Underdogs sorgen für Aufsehen

Überraschend hat das US-Team Alvimedica das Inport Race zum Volvo Ocean Race vor Alicante gewonnen. Es gewann mit einem Vorsprung von fünf Sekunden vor dem favorisierten Abu Dhabi Team.

Volvo Inport Alicante

Vestas segelt nach starkem Start hinterher, die Frauen können noch keine Impulse setzen. © VOR

Vor sieben Jahren wurde für den Disney Film Morning Light aus 538 Bewerbern ein Team von 15 18- bis 23-Jährigen Seglern zusammengestellt, das auf seinem Weg zum Transpac Race begleitet wurde. Der Traum von einer Karriere als Hochsee-Profi wurde lebendig.

Für zwei der damaligen Segler hat diese Entwicklung eine neue Facette bekommen. Charlie Enright ist inzwischen Skipper des Volvo Ocean Race Teams Alvimedica, das von einem türkischen Sponsor finanziert wird. Und auch Mark Towill gehört zu Team, das um die Welt segeln wird.

Die Chancen waren zuvor nicht besonders hoch eingeschätzt worden. Zu jung sei das Team der 26- bis 32-Jährigen. Es fehle einfach die Erfahrung. Aber dann beließ der erfahrene Teamchef Bill Erkelens nur drei Amerikaner im Team, und stellte ein Multi Kulti Team aus Neuseeland, Australien, Frankreich und Italien zusammen und verpflichtete den australische Navigator Will Oxley (50), der bei den vergangenen beiden Volvo Ocean Races mit Camper und Puma auf dem Podium landete. Plötzlich schien das Team zumindest auf dem Papier konkurrenzfähig zu sein.

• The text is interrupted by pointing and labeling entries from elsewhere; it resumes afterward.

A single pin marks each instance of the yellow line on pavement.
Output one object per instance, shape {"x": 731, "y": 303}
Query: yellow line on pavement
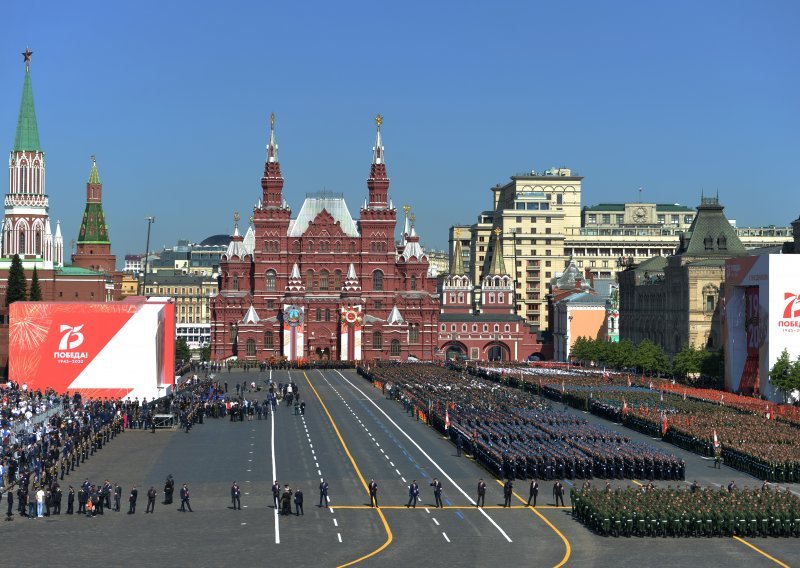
{"x": 567, "y": 546}
{"x": 457, "y": 507}
{"x": 761, "y": 552}
{"x": 389, "y": 536}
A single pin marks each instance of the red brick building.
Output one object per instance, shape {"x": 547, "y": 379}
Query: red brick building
{"x": 27, "y": 229}
{"x": 321, "y": 285}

Alvimedica, Volvo Ocean Race

Das junge Alvimedica Team lässt beim Volvo Ocean Race Inport Rennen die Muskeln spielen. © VOR

Den Beweis seines Potenzials zeigte Alvimedica jetzt eindrucksvoll beim In Port Race. Die Junioren, mit denen SR schon gesegelt ist, gewannen eindrucksvoll vor den Volvo Races Haudegen. Dabei dürfte insbesondere der psychologische Boost von Wert sein. Denn punktemäßig sind die In Port Races im Vergleich zur vergangenen Auflage deutlich abgewertet worden.

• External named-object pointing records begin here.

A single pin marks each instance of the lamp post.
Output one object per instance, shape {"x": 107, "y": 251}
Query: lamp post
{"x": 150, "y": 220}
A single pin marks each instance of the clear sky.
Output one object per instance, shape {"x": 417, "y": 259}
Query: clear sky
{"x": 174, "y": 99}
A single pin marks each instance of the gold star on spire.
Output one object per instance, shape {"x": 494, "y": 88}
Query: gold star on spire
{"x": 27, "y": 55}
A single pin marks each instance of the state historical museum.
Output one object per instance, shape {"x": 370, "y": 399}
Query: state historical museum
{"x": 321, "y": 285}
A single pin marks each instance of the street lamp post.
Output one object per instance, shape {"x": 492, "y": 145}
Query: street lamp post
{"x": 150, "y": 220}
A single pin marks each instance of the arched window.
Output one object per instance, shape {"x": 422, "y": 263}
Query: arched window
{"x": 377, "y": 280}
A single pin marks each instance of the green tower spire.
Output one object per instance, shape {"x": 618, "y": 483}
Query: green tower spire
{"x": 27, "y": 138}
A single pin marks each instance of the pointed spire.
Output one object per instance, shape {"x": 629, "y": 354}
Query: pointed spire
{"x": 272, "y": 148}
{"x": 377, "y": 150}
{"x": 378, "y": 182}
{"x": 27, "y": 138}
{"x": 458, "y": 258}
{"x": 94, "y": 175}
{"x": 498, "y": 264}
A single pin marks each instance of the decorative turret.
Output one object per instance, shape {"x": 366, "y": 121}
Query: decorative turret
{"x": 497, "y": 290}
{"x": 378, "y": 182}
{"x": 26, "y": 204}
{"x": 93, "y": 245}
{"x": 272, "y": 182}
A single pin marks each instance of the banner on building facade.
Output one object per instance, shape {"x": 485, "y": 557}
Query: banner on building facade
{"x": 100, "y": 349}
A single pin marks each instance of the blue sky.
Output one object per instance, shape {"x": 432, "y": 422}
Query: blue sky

Während die Kurzrennen zuvor in abgeschwächter Form in die Gesamtwertung eingingen spielen sie nun nur noch als Tiebreaker einer Rolle. Aber der Verlauf des Rennens vor Alicante lässt durchaus einen Schluss auf die Leistungsfähigkeit der Teams zu, die am kommenden Samstag (11.10 14 Uhr) zur ersten von neun Etappen nach Kapstadt starten werden.

Gute Nerven im Zweikampf

Dabei zeigte Alvimedica ein erstaunlich abgeklärtes Rennen. Geringes Risiko beim Start, richtige Entscheidungen auf den drei Vorwindkursen und gute Nerven im abschließenden Zweikampf mit Abu Dhabi.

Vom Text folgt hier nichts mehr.